The two of them began to retread the never-ending argument over who had the right to say 'shut up' first, and Carter moved in for the cake, a wary eye on his adopted cousin and younger sister the entire time, Amos noticed approvingly. Julius, meanwhile, was laughing fondly in the corner at the chaos Sadie's birthday party had rapidly de-evolved into after dinner, glass of wine precariously in hand.

Honestly, Amos was shocked it hadn't happened sooner. Carter, Sadie, and Percy acted like siblings around each other whenever they were together; this included the delight at the addition of another friend whenever Amos and Percy came out to Los Angeles, rapidly shifting alliances of two in fights, and the age-old war over who really got to go first.

This, they were all learning, included birthday cakes.

Percy pushed Carter away from the cake, Sadie yanked them both back by their shirts, and Amos shared a wary look with Julius as they prepared to wade in and break things up when the birthday cake—all three layers generously covered with vanilla frosting and the much-debated candles—promptly exploded, hitting every last person in the room.

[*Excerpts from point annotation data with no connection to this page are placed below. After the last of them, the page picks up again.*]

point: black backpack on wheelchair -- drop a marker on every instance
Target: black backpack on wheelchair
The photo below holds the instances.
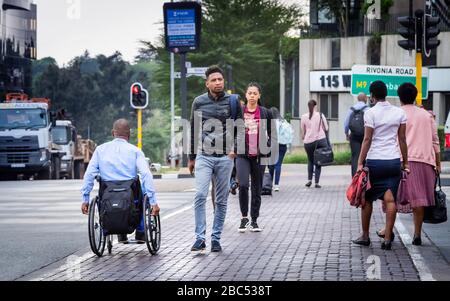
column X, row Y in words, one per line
column 120, row 206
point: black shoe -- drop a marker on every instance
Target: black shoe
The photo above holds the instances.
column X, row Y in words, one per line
column 198, row 246
column 362, row 242
column 254, row 227
column 122, row 238
column 417, row 240
column 244, row 225
column 139, row 237
column 386, row 245
column 233, row 188
column 382, row 235
column 215, row 246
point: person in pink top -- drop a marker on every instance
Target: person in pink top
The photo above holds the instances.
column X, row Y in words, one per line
column 314, row 126
column 423, row 157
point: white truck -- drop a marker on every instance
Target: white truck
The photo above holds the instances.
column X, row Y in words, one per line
column 26, row 146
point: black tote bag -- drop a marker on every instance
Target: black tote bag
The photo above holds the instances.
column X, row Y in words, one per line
column 438, row 213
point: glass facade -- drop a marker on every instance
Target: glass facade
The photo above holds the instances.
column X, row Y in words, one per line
column 17, row 45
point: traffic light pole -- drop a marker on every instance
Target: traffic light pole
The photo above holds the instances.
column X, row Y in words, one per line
column 183, row 97
column 419, row 78
column 419, row 49
column 139, row 113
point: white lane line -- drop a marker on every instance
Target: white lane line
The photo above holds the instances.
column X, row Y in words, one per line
column 418, row 260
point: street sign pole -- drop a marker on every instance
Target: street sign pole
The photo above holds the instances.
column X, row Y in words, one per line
column 419, row 78
column 139, row 113
column 172, row 110
column 183, row 97
column 419, row 47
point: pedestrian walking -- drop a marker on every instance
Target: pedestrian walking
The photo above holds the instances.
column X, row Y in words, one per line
column 354, row 128
column 214, row 156
column 385, row 132
column 423, row 158
column 314, row 127
column 249, row 163
column 285, row 134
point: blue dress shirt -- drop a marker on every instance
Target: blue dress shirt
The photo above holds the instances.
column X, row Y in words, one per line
column 118, row 160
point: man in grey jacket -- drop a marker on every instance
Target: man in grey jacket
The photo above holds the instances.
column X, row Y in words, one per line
column 213, row 149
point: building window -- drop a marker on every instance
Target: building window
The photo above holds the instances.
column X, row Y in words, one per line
column 329, row 106
column 336, row 53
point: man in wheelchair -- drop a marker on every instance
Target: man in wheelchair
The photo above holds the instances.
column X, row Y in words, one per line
column 118, row 164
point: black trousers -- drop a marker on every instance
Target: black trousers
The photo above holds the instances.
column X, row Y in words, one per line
column 355, row 147
column 249, row 167
column 313, row 168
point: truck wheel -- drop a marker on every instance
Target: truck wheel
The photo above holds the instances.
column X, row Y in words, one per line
column 46, row 174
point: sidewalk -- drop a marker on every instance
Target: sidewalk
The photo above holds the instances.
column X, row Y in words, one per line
column 306, row 236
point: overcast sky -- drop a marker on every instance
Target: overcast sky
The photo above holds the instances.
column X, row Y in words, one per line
column 68, row 27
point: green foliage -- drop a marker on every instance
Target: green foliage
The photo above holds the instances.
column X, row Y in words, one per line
column 94, row 91
column 385, row 6
column 240, row 34
column 155, row 136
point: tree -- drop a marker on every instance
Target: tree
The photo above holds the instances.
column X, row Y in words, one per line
column 241, row 34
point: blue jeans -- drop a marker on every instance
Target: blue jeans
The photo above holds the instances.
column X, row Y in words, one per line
column 277, row 167
column 205, row 168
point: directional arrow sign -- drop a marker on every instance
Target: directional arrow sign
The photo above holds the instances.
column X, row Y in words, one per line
column 200, row 72
column 392, row 76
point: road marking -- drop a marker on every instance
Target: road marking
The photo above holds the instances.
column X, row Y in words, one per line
column 89, row 254
column 418, row 260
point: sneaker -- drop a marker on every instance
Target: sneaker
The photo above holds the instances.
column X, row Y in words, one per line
column 215, row 246
column 254, row 227
column 233, row 188
column 198, row 246
column 122, row 238
column 244, row 225
column 139, row 237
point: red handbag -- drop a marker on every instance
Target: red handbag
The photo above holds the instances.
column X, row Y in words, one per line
column 357, row 190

A moment of rare silence descended upon the Kane household. Then Sadie began to cry. Percy and Carter quickly added their screaming, both of them blaming each other for the explosion. Ruby's parents began to mutter, and Julius stood up resignedly.

In retrospect, Amos thought as he took his glasses off to clean them as he listened to an ominous watery rushing noise from the ceiling, perhaps we should have broken them up just a little bit earlier.

Julius and Ruby finished pulling the three children apart, and were in the process of scolding all three of them for the fighting when Ruby's mother, Edith Faust, clucked in sympathy at the sound of water rushing above them. "Oh, dear, that was your toilet, too, I imagine. Ridiculous things backing up all the time."

Her husband, Graham, only grunted and glowered at the spot where the cake had been as if it had personally offended him. Ruby frowned, the gears turning behind her bright blue eyes. "That makes no sense, we had the plumber in last month after an incident."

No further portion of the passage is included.